Commodities and Crypto - Smashed by the USD Wrecking Ball
- Energy - Oil prices ended the week down ~10% it’s 5th decline in the last 6 weeks, which has completely reversed the Iran rally, though gas prices are lagging behind to the chagrin of President Trump who has threatened a DOJ investigation. Saudi Arabia began crude loadings at its Ras Tanura terminal for the first time in over three months. In addition, the IAEA said nuclear inspectors will be given access to Iran as part of the interim deal.
Global Equities - were mostly lower this week with tech heavy indices underperforming.
- Europe - most major indices ended modestly lower. It was reasonably quiet on the macro front with easing oil prices helping to ease rate hike expectations. Germany underperformed with weakness the Siemens companies, autos and defense after Rheinmetall fell ~20% after Germany canceled orders for warships.
- UK - PM Starmer resigned after last week’s election. The FTSE 100 outperformed this week, ending modestly higher with financials, utlitiies and consumer stocks offsetting losses in miners and energy companies.
- South Korea - Has been the standout performer of the year and the volatility that regulators have been concerned about was on full display. The index fell 10% on Tuesday triggering its 4th market wide circuit breaker this year. The index did recoup some of the losses in the back half of the week. Helped by the Micron earnings, reports of a big Samsung buyback and discussion of the upcoming SK Hynix US listing. Central bankers continue warn of policy tightening. MSCI kept the country’s market classification as “emerging market” which was expected.

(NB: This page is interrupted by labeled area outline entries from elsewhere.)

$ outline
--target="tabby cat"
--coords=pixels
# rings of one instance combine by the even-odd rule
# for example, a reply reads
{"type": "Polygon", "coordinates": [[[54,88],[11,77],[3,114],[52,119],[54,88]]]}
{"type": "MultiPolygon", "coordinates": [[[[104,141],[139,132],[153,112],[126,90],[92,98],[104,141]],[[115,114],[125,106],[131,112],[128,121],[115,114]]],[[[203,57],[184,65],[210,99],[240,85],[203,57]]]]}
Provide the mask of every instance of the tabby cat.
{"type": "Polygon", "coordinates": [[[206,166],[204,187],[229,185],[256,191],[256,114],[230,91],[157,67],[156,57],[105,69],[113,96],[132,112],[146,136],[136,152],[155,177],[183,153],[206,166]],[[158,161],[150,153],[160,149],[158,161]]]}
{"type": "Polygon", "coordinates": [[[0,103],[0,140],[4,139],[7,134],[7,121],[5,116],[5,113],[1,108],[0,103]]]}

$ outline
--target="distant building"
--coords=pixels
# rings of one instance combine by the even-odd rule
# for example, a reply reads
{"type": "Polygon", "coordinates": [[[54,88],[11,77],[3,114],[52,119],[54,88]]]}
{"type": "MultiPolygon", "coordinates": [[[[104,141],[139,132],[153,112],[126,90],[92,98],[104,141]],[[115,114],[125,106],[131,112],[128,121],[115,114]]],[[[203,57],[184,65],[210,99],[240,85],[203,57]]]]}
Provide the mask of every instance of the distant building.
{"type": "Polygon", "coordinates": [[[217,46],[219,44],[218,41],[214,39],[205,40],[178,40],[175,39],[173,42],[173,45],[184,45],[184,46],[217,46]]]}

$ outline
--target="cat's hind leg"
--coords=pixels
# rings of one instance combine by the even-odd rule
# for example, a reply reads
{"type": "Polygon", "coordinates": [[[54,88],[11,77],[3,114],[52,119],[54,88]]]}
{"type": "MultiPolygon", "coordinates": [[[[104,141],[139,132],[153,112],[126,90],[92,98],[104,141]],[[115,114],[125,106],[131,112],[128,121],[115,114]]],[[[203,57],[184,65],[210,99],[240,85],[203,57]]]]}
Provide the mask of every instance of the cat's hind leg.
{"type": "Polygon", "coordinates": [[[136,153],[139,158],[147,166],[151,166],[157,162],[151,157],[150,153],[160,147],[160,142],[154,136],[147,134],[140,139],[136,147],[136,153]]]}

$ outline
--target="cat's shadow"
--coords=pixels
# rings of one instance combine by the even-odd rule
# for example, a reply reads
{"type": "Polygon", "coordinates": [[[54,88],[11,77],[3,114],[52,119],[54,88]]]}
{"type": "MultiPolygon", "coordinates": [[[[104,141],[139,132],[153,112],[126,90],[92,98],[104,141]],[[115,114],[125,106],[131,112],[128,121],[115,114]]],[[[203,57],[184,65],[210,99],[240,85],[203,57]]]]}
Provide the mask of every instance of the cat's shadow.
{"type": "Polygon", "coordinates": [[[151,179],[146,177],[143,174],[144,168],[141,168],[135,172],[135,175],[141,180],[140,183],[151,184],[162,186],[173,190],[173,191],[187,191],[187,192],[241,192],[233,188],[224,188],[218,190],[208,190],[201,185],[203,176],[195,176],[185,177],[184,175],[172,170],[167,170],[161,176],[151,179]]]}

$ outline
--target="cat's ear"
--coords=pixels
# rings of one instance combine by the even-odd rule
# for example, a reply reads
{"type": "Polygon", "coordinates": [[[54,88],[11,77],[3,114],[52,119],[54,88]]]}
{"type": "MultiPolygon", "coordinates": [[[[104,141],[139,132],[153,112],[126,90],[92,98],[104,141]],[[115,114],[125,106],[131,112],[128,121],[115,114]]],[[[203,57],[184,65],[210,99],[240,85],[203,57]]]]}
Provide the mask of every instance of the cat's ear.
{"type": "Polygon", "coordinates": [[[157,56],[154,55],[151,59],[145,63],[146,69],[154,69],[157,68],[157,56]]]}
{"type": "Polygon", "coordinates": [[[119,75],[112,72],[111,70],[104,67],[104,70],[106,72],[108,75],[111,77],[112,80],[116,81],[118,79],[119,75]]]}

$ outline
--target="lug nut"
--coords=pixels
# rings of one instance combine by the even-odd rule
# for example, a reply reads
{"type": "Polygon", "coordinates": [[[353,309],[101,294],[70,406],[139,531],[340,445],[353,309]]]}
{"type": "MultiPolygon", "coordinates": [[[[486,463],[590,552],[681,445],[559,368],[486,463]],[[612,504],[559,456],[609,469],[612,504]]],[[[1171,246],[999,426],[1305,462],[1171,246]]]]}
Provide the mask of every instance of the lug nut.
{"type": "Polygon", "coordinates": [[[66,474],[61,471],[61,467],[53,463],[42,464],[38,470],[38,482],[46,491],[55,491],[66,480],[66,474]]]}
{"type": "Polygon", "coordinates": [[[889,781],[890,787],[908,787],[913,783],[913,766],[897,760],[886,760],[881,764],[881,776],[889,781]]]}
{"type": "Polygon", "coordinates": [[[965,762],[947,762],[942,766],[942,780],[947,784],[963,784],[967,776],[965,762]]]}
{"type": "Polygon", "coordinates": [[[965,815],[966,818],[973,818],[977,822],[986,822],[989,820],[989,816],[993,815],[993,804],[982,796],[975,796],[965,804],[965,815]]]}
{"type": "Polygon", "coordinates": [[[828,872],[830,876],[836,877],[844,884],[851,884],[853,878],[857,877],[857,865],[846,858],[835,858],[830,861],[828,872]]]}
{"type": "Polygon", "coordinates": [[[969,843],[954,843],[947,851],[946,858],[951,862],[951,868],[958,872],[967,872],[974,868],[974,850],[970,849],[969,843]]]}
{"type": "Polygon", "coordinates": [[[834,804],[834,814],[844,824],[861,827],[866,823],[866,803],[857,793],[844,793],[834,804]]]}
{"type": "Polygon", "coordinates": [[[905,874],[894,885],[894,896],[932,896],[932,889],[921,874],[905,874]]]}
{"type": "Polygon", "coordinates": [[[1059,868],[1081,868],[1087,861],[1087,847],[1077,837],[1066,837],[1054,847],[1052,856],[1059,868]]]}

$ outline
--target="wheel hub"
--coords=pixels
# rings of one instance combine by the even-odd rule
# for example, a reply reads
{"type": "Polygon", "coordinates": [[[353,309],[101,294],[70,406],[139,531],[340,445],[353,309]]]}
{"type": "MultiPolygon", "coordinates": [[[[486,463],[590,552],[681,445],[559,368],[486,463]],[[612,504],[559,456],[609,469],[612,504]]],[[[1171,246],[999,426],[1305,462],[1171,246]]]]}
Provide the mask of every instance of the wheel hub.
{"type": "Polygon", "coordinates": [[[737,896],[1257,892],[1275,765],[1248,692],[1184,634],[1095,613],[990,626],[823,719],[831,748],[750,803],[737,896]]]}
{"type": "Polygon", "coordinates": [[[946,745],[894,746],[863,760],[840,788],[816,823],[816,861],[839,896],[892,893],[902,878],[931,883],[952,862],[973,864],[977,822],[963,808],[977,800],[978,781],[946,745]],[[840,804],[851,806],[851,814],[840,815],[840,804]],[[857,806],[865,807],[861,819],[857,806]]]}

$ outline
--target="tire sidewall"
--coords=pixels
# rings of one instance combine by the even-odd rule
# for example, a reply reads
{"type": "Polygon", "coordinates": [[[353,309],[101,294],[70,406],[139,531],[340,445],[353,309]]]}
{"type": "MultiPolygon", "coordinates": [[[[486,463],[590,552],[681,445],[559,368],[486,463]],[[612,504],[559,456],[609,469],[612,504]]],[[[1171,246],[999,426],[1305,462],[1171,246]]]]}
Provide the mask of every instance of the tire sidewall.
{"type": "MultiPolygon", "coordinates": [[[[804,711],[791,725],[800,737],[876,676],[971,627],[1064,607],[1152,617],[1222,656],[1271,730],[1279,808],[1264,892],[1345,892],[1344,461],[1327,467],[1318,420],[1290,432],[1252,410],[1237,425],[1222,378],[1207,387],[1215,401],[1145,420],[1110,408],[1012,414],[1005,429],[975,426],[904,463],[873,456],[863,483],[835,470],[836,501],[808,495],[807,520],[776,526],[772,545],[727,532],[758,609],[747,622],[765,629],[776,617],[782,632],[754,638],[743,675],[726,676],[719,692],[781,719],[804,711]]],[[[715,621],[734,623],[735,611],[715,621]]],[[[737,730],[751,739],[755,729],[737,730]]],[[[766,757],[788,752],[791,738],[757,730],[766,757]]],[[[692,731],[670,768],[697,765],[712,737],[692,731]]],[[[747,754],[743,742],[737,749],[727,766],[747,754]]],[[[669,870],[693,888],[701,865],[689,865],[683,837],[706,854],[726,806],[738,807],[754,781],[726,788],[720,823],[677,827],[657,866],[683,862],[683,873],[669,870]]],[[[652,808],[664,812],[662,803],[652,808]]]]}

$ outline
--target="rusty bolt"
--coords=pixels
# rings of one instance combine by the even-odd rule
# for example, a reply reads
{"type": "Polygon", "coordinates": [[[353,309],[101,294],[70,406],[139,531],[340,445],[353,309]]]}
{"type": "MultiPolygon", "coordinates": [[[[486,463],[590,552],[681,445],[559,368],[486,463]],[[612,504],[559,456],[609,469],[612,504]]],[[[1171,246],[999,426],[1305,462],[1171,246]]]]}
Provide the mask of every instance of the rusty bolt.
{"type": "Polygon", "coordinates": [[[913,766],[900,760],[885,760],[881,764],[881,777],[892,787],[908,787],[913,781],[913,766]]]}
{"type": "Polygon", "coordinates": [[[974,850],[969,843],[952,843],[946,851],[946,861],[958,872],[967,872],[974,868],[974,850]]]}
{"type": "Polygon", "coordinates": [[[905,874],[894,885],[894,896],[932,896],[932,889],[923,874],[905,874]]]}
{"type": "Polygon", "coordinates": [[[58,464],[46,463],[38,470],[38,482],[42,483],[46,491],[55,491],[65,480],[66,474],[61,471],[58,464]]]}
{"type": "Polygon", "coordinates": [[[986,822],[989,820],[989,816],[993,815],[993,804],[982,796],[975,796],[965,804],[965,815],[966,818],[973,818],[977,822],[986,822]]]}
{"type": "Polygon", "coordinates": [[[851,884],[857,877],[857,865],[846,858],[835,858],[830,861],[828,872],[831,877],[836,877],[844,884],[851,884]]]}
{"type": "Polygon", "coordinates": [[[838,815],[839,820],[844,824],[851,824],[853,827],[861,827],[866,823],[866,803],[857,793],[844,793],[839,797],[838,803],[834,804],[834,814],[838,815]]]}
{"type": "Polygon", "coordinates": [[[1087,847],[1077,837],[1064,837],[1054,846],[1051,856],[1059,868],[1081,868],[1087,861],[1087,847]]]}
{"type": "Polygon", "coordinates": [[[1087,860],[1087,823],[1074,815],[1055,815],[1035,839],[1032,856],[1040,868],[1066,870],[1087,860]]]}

- Japan (Nikkei -2.7%) - Sharp declines last night left the index down for the week. Tech stocks were the worst performing with Softbank falling 15% this week after the OpenAI headlines. The Yen has continued to weaken now trading around 162. Finance Minister Katayama confirmed a phone call with Treasury Secretary Bessent earlier in the week but didn’t mention any intervention. The BOJ minutes showed broad support for further hikes. The Japanese government is targeting stocks, investment trusts and bonds to make up 40% of household assets by 2040, compared to 23% currently, according to a story in the Nikkei.
- China/Hong Kong - The Shanghai Composite ended with modest losses. The Hang Seng fell 5% this week with broad based weakness particularly in tech/retail stocks. This week the PBOC left rates unchanged though an official later said “a rate cut could still be on the table” and the central bank is reportedly urging banks to increase lending. China added 10 companies to its export control list, including rare-earth companies MP/USAR, in response to similar action by the US recently.
What's on Tap Next Week
The newly reconstituted Russell indexes will greet us on Monday and another holiday shortened week. We'll also see the end of Q2 an 1H 2026. Markets will be closed on Friday July 3 in observance of July 4th. The monthly payroll numbers will headline the economic data. ISM Manufacturing PMI, JOLTS job openings and Factory Orders will also be on the calendar. The Sintra conference will bring together central bankers including Fed chair Warsh. Earnings will include Nike, Constellation Brands, FactSet and General Mills. Enjoy the start of your summer!